(The weekend is sort of Days 6 and 7 — I gave myself most of the time off, apart from doing some charity shop shopping for the show materials, but in that down time ideas are still gestating and making themselves ready, so let’s count them.)
After the big weekend shop, the morning was spent pulling all of the materials together. The show’s all about games and participation, so the props are really all just game materials, and the set is just arranging them in a way that makes the audience feel game for it. By which I mean, from the moment the audience come in, they need to know that there’s going to be participation and games and roleplaying, and they need to feel reasonably comfortable with it. Here’s a video with me enthusing about what fun it is to put this stuff together:
If you’ve never designed and run a roleplaying game, I highly recommend it. It has a lot of the fun of directing, a lot of the fun of improv performance, and all the charms of playing a really intricate board game on top of it — the balancing of game values, the scheming, the making of materials that get the participants excited. I think my approach to Class Act has been more informed by that gleeful fun than I expected.
In the afternoon, I brought in an audience for a scratchy sharing of the show so far. It’s actually more complete that I expected at this stage, so we did a rough run of the full thing. They were great — other artists and staff at the Ovalhouse, so a very engaged audience, including the young Box Office team. They were one of the most engaged and backchattiest audiences I’ve ever had for anything!

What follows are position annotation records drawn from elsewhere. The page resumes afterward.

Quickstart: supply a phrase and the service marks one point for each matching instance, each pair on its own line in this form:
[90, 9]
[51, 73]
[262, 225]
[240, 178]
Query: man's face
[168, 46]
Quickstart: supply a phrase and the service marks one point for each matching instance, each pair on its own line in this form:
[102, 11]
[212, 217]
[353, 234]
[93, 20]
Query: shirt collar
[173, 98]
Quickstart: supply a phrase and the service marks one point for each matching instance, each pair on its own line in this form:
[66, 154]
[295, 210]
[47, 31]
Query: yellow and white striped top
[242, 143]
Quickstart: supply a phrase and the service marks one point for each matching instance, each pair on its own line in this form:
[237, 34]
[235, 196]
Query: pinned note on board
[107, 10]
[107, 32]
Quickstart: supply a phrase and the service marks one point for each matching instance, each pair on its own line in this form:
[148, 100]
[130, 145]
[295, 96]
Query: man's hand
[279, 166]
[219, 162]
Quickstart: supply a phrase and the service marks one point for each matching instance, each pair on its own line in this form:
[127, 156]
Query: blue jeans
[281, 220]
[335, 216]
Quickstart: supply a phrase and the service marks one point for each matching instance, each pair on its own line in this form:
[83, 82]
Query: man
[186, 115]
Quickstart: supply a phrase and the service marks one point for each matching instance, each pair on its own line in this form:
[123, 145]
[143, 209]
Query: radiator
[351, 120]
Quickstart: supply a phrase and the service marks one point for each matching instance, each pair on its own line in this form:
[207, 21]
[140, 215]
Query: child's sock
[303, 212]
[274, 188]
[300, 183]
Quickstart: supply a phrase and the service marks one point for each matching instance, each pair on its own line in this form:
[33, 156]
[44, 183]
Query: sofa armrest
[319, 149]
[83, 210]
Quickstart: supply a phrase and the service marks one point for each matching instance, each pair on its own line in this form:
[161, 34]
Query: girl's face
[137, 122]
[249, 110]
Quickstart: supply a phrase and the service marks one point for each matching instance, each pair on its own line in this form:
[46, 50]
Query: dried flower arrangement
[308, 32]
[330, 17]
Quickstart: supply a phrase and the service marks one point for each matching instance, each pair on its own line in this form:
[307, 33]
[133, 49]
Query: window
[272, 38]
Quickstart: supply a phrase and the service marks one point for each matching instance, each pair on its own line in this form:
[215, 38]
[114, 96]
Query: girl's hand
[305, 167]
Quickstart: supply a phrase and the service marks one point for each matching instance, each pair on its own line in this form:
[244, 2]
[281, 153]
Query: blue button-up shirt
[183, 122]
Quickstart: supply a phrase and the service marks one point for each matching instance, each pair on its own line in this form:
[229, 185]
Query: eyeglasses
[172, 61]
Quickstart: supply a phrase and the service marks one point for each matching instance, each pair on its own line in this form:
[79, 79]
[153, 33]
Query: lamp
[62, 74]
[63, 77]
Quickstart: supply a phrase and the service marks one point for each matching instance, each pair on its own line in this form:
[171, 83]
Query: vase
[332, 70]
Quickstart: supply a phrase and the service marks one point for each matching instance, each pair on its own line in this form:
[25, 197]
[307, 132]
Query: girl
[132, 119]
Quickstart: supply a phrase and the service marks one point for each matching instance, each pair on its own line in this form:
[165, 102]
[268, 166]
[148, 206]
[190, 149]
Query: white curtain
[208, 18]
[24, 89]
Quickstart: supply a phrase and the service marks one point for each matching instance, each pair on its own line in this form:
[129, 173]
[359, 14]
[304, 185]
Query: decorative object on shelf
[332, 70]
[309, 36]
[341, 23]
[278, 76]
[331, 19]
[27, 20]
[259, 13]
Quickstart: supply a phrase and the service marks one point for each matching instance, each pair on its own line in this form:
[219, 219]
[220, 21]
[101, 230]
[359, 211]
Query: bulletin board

It’s easy to plan for the contingency of the audience not participating at all, because there’s only one way that happens, but much harder to plan for lots of unexpected enthusiastic participation, so it was great to work with those folk.
The first thing I learned from it is that the show is definitely fun. We had a great laugh. This I’m really pleased about, because it’s so important to me that the audience enjoy themselves if I’m going to get properly political. And I hear from feedback that some of them were properly roused and angry by the end, which is another bonus. That means I feel like I’ve confirmed I’m on the right track.
The other side of that is that it was messier than I expected, and a few things that I thought would work just didn’t quite come off in performance. This is the danger of preparing largely by yourself — without enough outside eyes, you forget what assumptions you’re making about how it will work. But it’s good that this happened now, because it means I have defined problems to solve for the next two days.
This is the hardest stage of development — it’s easier to cut and change early on, when you’re not invested in each moment; now the cuts and changes feel more brutal. But also, if done right, more necessary and more satisfying. So the last two days are about making everything about this show as perfect as it can be — getting it all ready for big, unexpected audiences.